= Coby G. Brooks =

American businessman

Coby Garrett Brooks (born May 17, 1969) is the former president and CEO of Hooters, Inc. and Naturally Fresh, Inc. Brooks was promoted to these positions in 2003, three years before the death of his father, Hooters chairman Robert H. Brooks.

After his father's death, Brooks gained a controlling interest in his father's companies and was named chairman of his father's estate. He became embroiled in a dispute with his father's widow, Tami, over the distribution of the elder Brooks' estate. Brooks was left 30 percent of his father's estate.
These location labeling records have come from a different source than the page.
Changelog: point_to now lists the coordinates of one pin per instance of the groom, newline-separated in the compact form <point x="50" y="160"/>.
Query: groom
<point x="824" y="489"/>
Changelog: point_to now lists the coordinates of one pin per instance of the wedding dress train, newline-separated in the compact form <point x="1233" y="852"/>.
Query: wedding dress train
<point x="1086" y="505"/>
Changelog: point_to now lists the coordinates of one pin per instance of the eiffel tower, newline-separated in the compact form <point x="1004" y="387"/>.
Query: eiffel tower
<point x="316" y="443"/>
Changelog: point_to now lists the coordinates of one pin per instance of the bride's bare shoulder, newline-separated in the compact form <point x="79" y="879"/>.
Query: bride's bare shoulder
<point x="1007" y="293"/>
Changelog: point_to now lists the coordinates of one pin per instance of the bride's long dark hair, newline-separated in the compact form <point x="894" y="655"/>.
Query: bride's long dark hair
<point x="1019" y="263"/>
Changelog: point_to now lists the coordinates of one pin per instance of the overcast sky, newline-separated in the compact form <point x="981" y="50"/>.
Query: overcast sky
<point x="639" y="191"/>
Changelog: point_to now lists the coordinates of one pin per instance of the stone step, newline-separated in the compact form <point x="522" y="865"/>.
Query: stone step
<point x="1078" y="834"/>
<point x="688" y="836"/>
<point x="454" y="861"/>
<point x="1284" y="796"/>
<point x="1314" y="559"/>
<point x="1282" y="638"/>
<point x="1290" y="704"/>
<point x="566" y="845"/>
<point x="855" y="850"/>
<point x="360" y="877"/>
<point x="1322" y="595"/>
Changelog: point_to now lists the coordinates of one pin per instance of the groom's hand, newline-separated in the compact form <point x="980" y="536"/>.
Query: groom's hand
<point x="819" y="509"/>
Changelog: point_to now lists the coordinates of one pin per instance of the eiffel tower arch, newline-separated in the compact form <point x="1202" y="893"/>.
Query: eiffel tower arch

Brooks appeared on an episode of the CBS reality TV show Undercover Boss featuring Hooters in February 2010. Brooks left Hooters after the sale of the company in 2011 and is now a franchisee of Twin Peaks, another "breastaurant" chain. Brooks also made a cameo alongside Twin Peaks CEO Randy DeWitt on another episode of Undercover Boss, going undercover as a "rude patron" to ensure employees were aware of the protocols of dealing with rude customers after encountering some that were unaware at earlier jobs. He was ejected from the bar and would appear at the end of the episode to donate $15,000 to the bartender at that location. After Brooks's departure from Hooters, he was replaced by Terrance M. Marks. He made a third cameo in the Cinnabon episode to give advice to a CEO going undercover that was a chairperson in the Hooters episode. He would also appear in the Epic Bosses and Epic Employees highlight episodes.